From an operational perspective, help ensure you have a traceability catalog of key enterprise and business services mapped to regulations and laws and start planning a timeline for transition around each.

How IBM helps organizations with their quantum-safe journey

IBM helps implement quantum-safe migration for clients in financial services, insurance, telecommunication, retail, energy and other industries. We help clients understand their quantum risks, improving their cryptographic maturity and agility, defining their quantum-safe targets and implementing various transformation initiatives, supported by a broad set of technology assets.

At the same time, we are helping to start industry consortia to drive adoption of quantum-safe cryptography, such as:

• In 2022, together with the GSMA and Vodafone, IBM started the Post Quantum Telco Network Taskforce (PQTN) to help the telco industry with adoption of PQC.
• In 2023, IBM, together with industry partners, started the PQC Coalition with MITRE to accelerate adoption of PQC in commercial and open source. In 2024, IBM helped set up the Post-Quantum Cryptography Alliance to drive PQC adoption forward as part of the Linux foundation.

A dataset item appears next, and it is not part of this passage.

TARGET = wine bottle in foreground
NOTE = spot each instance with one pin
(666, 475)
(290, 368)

Now that the first set of PQC standards have been released, organizations are expected to have a proper quantum-safe migration program in place. A solid program should include thorough risk and impact assessments, quantum-safe objectives and the right level of stakeholder attention. Prepare now for the adoption of quantum-safe standards and use technology to accelerate your journey.

* Note: in many cases even the usage of symmetric cryptography will rely on some form of public key cryptography for example key exchange.